On the day that I tagged along for the dumpster dive, the group drove up behind a supermarket and showed a letter of permission from the store manager to the security guard. The contents of the dumpsters weren't so impressive when we arrived. Even still, the divers put on gloves and opened up garbage bags looking for edible food, though at that moment there were maybe only a few bananas here and there. Twenty minutes later, a shopping cart full of baked goods was wheeled out, along with three large containers of beautiful strawberries. Apparently this was a very scarce day in contrast to the multiple pickup truck loads they drive off with on most days. We went to a second grocery store that gives away day-old bread to charities, but someone else had already made off with the day's bounty. So it wasn't such a great day for foraging, but fortunately other food had been collected earlier in the week and off we drove across town to what was called "the soup kitchen."

With the term "soup kitchen," I imagined an indoor kitchen, fully furnished with refrigerators, sinks and various appliances, maybe even air conditioning.

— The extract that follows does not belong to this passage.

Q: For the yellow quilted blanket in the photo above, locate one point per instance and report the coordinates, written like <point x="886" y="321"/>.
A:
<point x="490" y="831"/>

But when we arrived, there was a long line of about 50 men, sitting in the hot sun, in front of two tables piled with bread. The men stay in a nearby township, many of whom have migrated to South Africa from neighboring countries in search of work. Several women from the community also come to the soup kitchen regularly, serving as volunteers and receiving food as well. The men are given plastic bags which are filled to the top with bread, fruit and cake. On this particular day at the soup kitchen, the men were also offered one or two styrofoam cups full of butternut soup, cooked from rescued vegetables at the home of a volunteer. For fear that any leftover food might be stolen, most food was consumed right there at the soup kitchen, rather than saved for later.

All this effort is run solely by independent volunteers, who spend their own time, car fuel and kitchen electricity on something they believe in, setting an incredible example for one way in which to bridge the gap between food waste and food insecurity. But ultimately, I would argue as the title of this website conveys, that there needs to be an entire paradigm shift in which consumers stop relying solely on supermarkets for sources of sustenance and instead actively engage with food production by growing some of their own food, while also supporting local farmers and food artisans.